DHS further outlined that the vulnerability is introduced because of the lack of authentication in a web component of the SAP NetWeaver AS for Java, allowing for several high-privileged activities on the SAP system.
Vulnerability
A remote, unauthenticated attacker can use this vulnerability through an HTTP interface, which is usually exposed to end users &, in many cases, exposed to the internet.
“If successfully exploited, a remote, unauthenticated attacker can obtain unrestricted access to SAP systems through the creation of high-privileged users & the execution of arbitrary operating system commands with the privileges of the SAP service user account (<sid>adm), which has unrestricted access to the SAP database & is able to perform application maintenance activities, such as shutting down federated SAP applications,” mentions the alert.
Impact
An unauthenticated attacker could create a new SAP user with maximum privileges, bypassing all access & authorization controls (such as segregation of duties, identity management, & governance, risk & compliance solutions) & gaining full control of SAP systems, Nunez further commented.
“With SAP NetWeaver Java being a fundamental base layer for several SAP products, the specific impact would vary depending on the affected system,” explains Onapsis, in a technical analysis.
“In particular, there are different SAP solutions running on top of NetWeaver Java which share a common particularity: they are hyper-connected through APIs & interfaces. In other words, these applications are attached to other systems, both internal & external, usually leveraging high-privileged trust relationships.”
Vulnerable
Also, the RECON vulnerability’s risk increases when the affected solutions are exposed to the internet, to connect companies with business partners, employees & customers. These systems, & Onapsis estimates there are at least 2,500 of them – have an increased likelihood of remote attacks, researchers outlined.

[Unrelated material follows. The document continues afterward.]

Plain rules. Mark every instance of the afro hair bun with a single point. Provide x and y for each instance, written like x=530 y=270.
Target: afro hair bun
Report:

Out of those vulnerable installations, 33% are in N. America, 29% are in Europe & 27% are in Asia-Pacific.
“Because of the type of unrestricted access an attacker would obtain by exploiting un-patched systems, this vulnerability also may constitute a deficiency in an enterprise’s IT controls for regulatory mandates—potentially impacting financial (Sarbanes-Oxley) & privacy (GDPR) compliance,”.
Patch Available
SAP’s patch should be applied immediately, researchers recommended. While for now there is no indication that this has been exploited yet, Nunez observed that SAP customers should be on high alert now that the vulnerability has been announced & the DHS has sent out its US CERT alert warning.
“Now that the vulnerability & patch have been released, skilled hackers can quickly develop exploit code,” he explained. “Because there are many vulnerable Internet exposed SAP systems, the complexity of the attack is significantly less.”
Complexity
Because of the complexity of mission-critical applications & limited maintenance windows, organizations are often challenged to rapidly apply SAP security notes, the Onapsis team explained.
“It’s difficult to patch mission-critical applications such as those from SAP because they need to be constantly available,” Nunez explained, “Testing can take a long time depending upon complexity and customization of the apps. Also, there are limited maintenance windows available to apply the patches.”
SAP customers
He finally added, “For SAP customers, critical vulnerabilities such as RECON highlight the need to protect mission-critical applications, by extending existing cyber-security & compliance programs to ensure these applications are no longer in a blind spot.
These systems are the lifeblood of the business & under the scope of strict compliance requirements, so there is simply nothing more important to secure.”